Para desencadear a acção revolucionária Trotzki precisava só de um pequeno grupo de homens silenciosos e prontos a intervir nos pontos vitais do funcionamento do Estado. No pensamento de Trotzki, a revolução era tão somente um problema técnico.

     O grupo dos mil homens de Trotzki era composto por operários escolhidos a dedo nas fábricas Putilov,  marinheiros da esquadra do Báltico, soldados dos regimentos letões. E eram engenheiros. Operacionais enquadrados por engenheiros. E o principal cérebro desses técnicos era um xadrezista chamado Antonov-Ovsienko. Desarmados, entravam e saíam dos sítios onde se controlava a máquina do Estado, tomavam nota de tudo, rotinas, itinerários, topografias, horários, asseguravam-se da planta das condutas subterrâneas do gás, da água, da electricidade e dos fios do telefone e do telégrafo. Levaram um mês a treinar, invisíveis. Ninguém lhes passava cartão. Ninguém dava por eles. Quando chegou a hora…

         Mas qual era a hora? Para Lenine, o dia 23 era demasiado cedo e o dia 26 era demasiado tarde. É a 24 de Outubro que Trotzki dá a ordem para desencadear o ataque. Tirando Lenine, os homens do partido bolchevista, reunidos no Smolny para um congresso decisivo, não sabiam de nada.


         E em poucas horas, e praticamente sem mortos, os comandos de Trotzki tinham nas mãos a máquina do Estado russo.
                                                                      
                                                                                

O governo estava reunido no Palácio de Inverno, fortemente guardado, à espera dos acontecimentos. A chatice era que eles não sabiam ao certo o que vinha a ser um acontecimento. A chatice era que os acontecimentos já tinham acontecido e eles não sabiam; a chatice era que já não podiam comunicar com ninguém, dar ordens, desencadear um contra-ataque.
Os acontecimentos aconteceram sem acontecerem como se esperava. A máquina do Estado estava paralizada. Os pontos chave estavam nas mãos dos mil homens de Trotzki e as pontes do rio Neva estavam guardadas. Era impossível entrar na cidade.
         Trotzki entrega a revolução a Lenine já prontinha, numa bandeja.
Lenine já pode tirar a peruca e tornar a deixar crescer a pêra e o bigode. A revolução de Outubro tinha sido muito simples. Agora era só ir prender Kerenski ao Palácio de Inverno.

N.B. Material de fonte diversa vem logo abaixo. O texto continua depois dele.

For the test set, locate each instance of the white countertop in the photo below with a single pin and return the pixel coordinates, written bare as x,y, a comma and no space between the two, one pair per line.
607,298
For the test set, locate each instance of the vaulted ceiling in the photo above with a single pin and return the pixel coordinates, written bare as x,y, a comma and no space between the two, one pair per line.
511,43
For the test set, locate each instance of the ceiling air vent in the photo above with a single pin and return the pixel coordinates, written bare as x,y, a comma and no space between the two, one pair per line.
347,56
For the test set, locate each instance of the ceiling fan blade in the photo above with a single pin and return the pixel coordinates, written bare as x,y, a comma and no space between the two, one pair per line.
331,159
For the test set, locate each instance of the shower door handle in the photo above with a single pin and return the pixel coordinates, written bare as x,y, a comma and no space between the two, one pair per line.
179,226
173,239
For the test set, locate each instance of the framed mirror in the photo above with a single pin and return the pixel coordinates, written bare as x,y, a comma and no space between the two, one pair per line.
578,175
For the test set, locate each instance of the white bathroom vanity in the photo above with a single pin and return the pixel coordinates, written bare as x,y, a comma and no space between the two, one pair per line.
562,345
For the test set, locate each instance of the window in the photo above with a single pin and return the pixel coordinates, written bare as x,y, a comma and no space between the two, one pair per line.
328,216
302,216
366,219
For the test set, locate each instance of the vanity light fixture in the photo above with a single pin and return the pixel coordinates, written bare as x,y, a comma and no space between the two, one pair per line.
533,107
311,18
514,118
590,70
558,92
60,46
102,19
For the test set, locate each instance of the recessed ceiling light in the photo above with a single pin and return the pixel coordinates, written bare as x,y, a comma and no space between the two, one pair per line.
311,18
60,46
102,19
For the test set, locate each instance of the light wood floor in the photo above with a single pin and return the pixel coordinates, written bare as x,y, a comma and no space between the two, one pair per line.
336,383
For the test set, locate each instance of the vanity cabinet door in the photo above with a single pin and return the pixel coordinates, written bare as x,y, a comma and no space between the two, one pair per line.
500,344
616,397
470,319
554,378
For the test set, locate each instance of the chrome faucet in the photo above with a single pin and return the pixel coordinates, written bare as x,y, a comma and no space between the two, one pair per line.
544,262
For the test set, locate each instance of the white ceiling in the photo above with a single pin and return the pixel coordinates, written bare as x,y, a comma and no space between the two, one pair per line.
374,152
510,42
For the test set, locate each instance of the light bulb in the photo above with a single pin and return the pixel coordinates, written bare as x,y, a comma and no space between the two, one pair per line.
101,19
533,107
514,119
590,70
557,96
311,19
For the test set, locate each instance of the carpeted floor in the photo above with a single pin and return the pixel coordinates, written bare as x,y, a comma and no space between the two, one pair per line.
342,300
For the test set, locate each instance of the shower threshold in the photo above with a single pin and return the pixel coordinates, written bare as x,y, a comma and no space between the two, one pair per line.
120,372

        Eu, quando calha viajar, faço-o sobretudo para estar nos lugares onde a História aconteceu.
      E diga-se, já agora, que quando mais tarde, com Lenine já mumificado, Trotzki  se zanga com Estaline e tenta a mesma táctica para o arredar do poder, está ultrapassado. Perde. Estaline já lhe conhecia o jogo. Tinha tomado as devidas, e neste caso úteis, precauções contra o tacticismo de Trotzki.


        S.Petersburgo: azul, ouro, branco e vermelho. O Ermitage. O Smolny. As avenidas do rio Neva. O Palácio Maria. O Teatro Marinski. O Palácio Tauride. O Palácio de Inverno. A fortaleza de S. Pedro e S. Paulo – se ainda não for condomínio de luxo. Lugares onde se representaram as as comédias e as tragédias da cidade. Um dia gostava de lá ir.  Mas são demasiadas horas de voo para um velho fumador impaciente.